Key results from the Report include:

  • The highest passively measured and modeled air concentrations of SO2, NO2, ammonia (NH3), and nitric acid (HNO3) were reported nearer to the oil sands operations.
  • Ozone (O3) concentrations, as expected, increased with distance from oil sands operations.
  • Similar patterns of air concentrations and spatial deposition for S and N were reported.
  • A west to east pattern was detected which resulted in higher S and N concentrations/deposition east of the mining and upgrading operations, than to the west.
  • A north-south pattern in air concentrations was detected, which demonstrated the influence of valley topography upon pollutant dispersion.
  • Air quality and deposition measurements showed that N and S concentrations/deposition amounts are enhanced within 30 km of Oil Sands operations, and decline with increasing distance from them.
  • N and S air concentrations and deposition amounts reach background levels approximately 40-50 km away from the main oil sands emission sources. 
  • Trace element and heavy metal concentrations in vegetation generally follow the same spatial distribution pattern.
  • Levels of S and N in jack pine foliage at six plots increased from 1998 to 2012.
  • Sulphur in soils was correlated with modeled S+N deposition at the LFH, 0-5 and 5-15 and 15-30 cm depths.

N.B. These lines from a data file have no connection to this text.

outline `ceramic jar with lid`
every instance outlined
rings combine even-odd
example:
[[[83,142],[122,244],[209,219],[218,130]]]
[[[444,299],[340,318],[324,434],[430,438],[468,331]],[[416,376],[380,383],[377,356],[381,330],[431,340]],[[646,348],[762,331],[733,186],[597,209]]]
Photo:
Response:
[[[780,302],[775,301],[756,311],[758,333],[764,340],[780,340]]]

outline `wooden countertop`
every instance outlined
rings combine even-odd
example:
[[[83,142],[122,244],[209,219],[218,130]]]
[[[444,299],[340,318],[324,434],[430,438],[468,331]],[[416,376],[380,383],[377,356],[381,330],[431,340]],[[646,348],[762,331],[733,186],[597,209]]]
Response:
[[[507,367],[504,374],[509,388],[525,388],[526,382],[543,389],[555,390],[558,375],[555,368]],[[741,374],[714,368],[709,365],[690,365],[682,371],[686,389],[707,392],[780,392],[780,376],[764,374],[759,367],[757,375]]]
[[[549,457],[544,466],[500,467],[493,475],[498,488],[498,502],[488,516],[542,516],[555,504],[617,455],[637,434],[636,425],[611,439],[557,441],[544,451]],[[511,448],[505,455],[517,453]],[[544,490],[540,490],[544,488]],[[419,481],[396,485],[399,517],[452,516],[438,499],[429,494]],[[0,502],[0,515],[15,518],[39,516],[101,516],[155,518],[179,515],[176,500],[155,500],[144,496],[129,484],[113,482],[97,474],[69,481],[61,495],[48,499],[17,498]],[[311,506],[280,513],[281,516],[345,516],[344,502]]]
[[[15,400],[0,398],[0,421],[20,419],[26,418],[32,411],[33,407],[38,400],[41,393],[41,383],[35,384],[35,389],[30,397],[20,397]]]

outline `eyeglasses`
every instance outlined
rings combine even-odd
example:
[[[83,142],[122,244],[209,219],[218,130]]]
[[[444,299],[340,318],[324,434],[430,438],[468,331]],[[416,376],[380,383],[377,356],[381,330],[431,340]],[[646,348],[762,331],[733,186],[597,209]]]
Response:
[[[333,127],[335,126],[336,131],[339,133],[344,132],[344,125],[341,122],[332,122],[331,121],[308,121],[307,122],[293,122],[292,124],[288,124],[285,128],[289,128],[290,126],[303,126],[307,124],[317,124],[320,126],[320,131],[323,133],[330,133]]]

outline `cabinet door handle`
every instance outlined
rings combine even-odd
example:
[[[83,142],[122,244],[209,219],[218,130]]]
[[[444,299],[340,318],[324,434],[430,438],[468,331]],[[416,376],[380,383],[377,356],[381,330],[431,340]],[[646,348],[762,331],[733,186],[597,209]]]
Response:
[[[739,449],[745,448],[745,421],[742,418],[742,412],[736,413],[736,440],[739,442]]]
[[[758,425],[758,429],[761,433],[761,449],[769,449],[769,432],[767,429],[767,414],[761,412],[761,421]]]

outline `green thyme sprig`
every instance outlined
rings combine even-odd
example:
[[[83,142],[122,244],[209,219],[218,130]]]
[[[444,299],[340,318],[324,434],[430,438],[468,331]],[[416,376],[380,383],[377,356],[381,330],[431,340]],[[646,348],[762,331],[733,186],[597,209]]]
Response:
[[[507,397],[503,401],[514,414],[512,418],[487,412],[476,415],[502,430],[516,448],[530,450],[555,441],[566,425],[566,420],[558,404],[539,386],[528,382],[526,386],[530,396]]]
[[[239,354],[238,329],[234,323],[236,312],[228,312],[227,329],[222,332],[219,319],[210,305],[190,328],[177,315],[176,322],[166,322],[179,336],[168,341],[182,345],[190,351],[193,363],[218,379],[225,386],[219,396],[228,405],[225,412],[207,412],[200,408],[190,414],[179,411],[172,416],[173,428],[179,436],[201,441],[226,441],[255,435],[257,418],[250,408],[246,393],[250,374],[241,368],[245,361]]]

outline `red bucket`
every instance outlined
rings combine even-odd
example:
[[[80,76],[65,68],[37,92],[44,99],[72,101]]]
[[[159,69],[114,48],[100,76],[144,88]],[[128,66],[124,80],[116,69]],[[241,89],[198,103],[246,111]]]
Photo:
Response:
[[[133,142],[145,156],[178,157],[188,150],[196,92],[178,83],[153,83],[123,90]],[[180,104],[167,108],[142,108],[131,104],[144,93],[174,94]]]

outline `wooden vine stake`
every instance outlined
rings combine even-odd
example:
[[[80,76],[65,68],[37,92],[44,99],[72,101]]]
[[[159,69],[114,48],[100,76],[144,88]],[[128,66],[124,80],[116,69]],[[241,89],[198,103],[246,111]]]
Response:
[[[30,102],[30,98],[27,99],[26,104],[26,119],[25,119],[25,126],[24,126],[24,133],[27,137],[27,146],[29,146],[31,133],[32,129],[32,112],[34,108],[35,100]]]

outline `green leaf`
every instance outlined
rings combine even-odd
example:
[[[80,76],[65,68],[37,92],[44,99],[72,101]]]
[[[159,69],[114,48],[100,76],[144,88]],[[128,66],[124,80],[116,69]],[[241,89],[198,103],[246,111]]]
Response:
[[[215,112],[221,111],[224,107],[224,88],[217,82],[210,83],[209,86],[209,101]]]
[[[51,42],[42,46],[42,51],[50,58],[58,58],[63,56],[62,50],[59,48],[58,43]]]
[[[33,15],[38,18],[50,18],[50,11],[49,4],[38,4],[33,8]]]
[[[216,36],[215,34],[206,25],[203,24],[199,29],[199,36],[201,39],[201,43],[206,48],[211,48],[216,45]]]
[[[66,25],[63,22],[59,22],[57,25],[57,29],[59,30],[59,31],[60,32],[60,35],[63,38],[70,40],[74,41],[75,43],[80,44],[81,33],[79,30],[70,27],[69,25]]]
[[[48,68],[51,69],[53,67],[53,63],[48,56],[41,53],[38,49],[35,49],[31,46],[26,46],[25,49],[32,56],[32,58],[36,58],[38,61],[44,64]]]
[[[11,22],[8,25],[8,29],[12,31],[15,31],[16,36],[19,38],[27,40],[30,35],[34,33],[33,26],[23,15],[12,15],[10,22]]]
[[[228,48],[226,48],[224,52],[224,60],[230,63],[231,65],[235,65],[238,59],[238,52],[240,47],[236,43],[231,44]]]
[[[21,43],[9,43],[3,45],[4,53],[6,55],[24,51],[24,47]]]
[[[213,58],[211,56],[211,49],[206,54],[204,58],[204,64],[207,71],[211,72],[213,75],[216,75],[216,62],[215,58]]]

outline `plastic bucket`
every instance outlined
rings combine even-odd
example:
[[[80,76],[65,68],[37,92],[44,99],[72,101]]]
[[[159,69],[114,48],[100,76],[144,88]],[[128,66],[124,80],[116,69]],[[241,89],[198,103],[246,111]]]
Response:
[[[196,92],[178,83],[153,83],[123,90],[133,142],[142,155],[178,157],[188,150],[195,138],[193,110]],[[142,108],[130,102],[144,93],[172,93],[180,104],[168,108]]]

  • Nitrogen is being taken up in vegetation, and is not accumulating in mineral soils.
  • Neither soil N nor pH showed any correlation with measured deposition. 
  • Soil microflora, as well as vascular cover, forb cover and shrub richness were strongly and positively related to atmospheric deposition of base cations.
  • There was no correlation between ecosystem variables and S and N as acidifiers due to the deposition of base cations which neutralizes the acid input.
  • The role of atmospheric N deposition, as a nutrient, has the potential to increase in relative importance
  • Aluminium (Al) toxicity is considered an important factor in forest deterioration caused by soil acidification. A ratio of base cations (BC) to Al in the soil solution is widely used as an indicator for potentially adverse effects on tree health.
  • There was no correlation between base cation/aluminum (BC: Al) ratios in the LFH and mineral soil and modeled S and N deposition.
  • The BC:Al trigger set under the CEMA Acid Deposition Management Framework (http://cemaonline.ca/index.php/cema-recommendations/acid-deposition) was not exceeded, in 2011/12.

Environmental monitoring must never remain complacent, and must always be innovative, adaptive and responsive as is demonstrated in this report. We hope science-based monitoring continues to be responsive, and adaptable to continuing oil sands development, and will be fully supported and adequately funded going forward.